QA - why ECB becomes invalid after returning HSE_STATUS_PENDING

Question:

Hi,

we have a ISAPI extension DLL. This DLL will receive all request for their virtual directory. After processing the request, the resulted HTML or image is sent to the client.

At the moment, the DLL is singlethreaded only (using CSingleLocks to synchronize). But due to multiple request, the DLL should become able to process the request in multiple threads.

Therefore, I overwrote the HttpExtensionProc method of the ISAPI extension class (based on CHttpServer). In HttpExtensionProc I create a CHttpServerContext based on the pECB control structure and save this CHttpServerContext object in a request queue. Then, a message is posted to all threads, that a new request was placed in the queue. The first (idle) thread who receives this message, will read and remove the first item in the request queue (again synchronized by CSingleLock). Meanwhile, my HttpExtensionProc returned HSE_STATUS_PENDING. The ECB control structure should now stay valid until I call ServerSupportFunction with HSE_REQ_DONE_WITH_SESSION for this ECB. But the ECB control structure is invalid when the thread received it from the request queue - it seems that the control structure was released by IIS in spite of returnin HSE_STATUS_PENDING.
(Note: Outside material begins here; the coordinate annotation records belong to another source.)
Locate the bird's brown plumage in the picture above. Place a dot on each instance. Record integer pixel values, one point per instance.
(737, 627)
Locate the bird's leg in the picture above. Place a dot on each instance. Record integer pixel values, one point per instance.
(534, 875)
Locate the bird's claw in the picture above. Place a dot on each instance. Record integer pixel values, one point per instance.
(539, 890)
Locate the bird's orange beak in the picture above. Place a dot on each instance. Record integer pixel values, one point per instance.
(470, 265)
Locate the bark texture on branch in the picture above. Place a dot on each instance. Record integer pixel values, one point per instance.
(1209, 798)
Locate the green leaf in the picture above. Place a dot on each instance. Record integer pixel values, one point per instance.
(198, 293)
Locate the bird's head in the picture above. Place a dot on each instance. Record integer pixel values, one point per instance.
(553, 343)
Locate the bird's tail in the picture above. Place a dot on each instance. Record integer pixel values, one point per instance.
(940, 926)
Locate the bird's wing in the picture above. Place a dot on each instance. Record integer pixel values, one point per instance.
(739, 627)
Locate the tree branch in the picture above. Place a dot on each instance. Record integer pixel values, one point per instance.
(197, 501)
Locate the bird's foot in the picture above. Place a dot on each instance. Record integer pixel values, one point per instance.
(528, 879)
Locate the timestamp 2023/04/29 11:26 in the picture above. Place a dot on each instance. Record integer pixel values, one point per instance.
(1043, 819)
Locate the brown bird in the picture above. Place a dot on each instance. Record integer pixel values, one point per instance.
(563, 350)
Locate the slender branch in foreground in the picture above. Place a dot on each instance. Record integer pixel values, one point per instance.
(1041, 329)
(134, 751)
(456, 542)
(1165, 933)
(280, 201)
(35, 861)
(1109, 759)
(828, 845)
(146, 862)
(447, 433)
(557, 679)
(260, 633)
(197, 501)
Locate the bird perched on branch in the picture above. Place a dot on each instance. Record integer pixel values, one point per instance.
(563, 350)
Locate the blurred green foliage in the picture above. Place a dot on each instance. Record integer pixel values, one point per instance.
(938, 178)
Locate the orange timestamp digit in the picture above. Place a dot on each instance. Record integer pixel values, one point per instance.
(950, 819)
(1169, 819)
This is my HttpExtensionProc:

DWORD CISAPIExtension::HttpExtensionProc(EXTENSION_CONTROL_BLOCK *pECB)
{
if ( strcmp(pECB->lpszMethod, "GET") != 0 )
return CHttpServer::HttpExtensionProc(pECB);

ISAPIENSURE(pECB != NULL);
CHttpServerContext context(pECB);
pECB->dwHttpStatusCode = 0;

if ( !InitInstance(&context) )
{
// ...
return HSE_STATUS_ERROR;
}

return HandleRequest(&context);
}

The HandleRequest method:


DWORD CISAPIExtension::HandleRequest(CHttpServerContext* pCtxt)
{
CString strQuery;
if ( mstrcmp(pCtxt->m_pECB->lpszMethod, "GET") == 0 )
{
strQuery = pCtxt->m_pECB->lpszQueryString;
pCtxt->m_dwBytesReceived = strQuery.GetLength();
}

if ( !IsDataLoaded() )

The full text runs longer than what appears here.